Após o rodízio de guitarradas de Ty Segall, os ingleses deram continuidade à toada rock, centrada nas guitarras elétricas. Contudo, e ao contrário do norte-americano, os Foals apresentam mais nuances: ora mais dançáveis ("My Number"), ora mais atmosféricas ("Late Night") e até cerebrais ("Heavy Water"), os miúdos de Oxford (conterrâneos, portanto, dos Radiohead) deram um concerto que fechou em alta a edição deste ano.
Na sala de imprensa, após o fim do espetáculo, comentava-se até que, ao contrário do que aconteceu em anos recentes, desta feita Paredes de Coura despediu-se com a energia devida.

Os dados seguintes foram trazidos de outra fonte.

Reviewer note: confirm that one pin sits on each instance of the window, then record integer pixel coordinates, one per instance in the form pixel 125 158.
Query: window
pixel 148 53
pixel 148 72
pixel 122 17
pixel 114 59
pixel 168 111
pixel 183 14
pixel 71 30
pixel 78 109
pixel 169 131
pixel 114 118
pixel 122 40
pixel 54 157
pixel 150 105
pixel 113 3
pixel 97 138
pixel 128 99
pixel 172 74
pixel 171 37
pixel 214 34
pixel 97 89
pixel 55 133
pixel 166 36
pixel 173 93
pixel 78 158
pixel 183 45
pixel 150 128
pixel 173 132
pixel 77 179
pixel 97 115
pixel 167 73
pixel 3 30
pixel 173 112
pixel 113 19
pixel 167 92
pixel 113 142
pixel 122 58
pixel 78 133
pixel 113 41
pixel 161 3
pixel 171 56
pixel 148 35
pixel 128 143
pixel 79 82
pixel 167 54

Sem os picos emocionais do concerto de Benjamin Clementine, por exemplo, os Foals têm, porém, boas canções (apreciámos sobretudo a sequência "Spanish Sahara"/"Red Socks Puggie"), boas guitarradas, boa pinta. E, para compensar o negrume literal dos cabeças de cartaz de ontem, trazem um belo jogo de luzes (ficou-nos na memória o rosa/vermelho de "Red Socks..."), o que, não parecendo, faz toda a diferença.
Outros bons momentos de um concerto durante o qual um fã conseguiu subir ao palco (sendo prontamente devolvido ao fosso por um segurança) foram "Electric Bloom", com Philippakis tocando tambor na frente do palco, ou as incontornáveis "Inhaler" (que não foi mas poderia ter sido dedicada ao pó que tomou conta do recinto) e, já no encore, "What Went Down" e "Two Steps, Twice".
Aparentemente com pouca vontade de deixar o palco (Philippakis desceu repetidas vezes ao fosso, "convivendo" com os fãs mais afoitos), a banda conduziu assim esta edição até ao fim que, num evento que tão bem sabe cuidar da memória, é sempre um novo começo.
Após a saída dos Foals, os festivaleiros foram surpreendidos por uma pequena celebração do ano 25 de Paredes de Coura: com imagens de concertos - e outros momentos - marcantes da história do festival, muitos correram ribanceira abaixo ao som de "All My Friends", dos LCD Soundsystem. "But if you're worried about the weather/Then you picked the wrong place to stay" - rimo-nos com deixa mas a verdade é que, este ano, a chuva acabou por ser uma das poucas convidadas que não compareceram à festa courense. Até para o ano!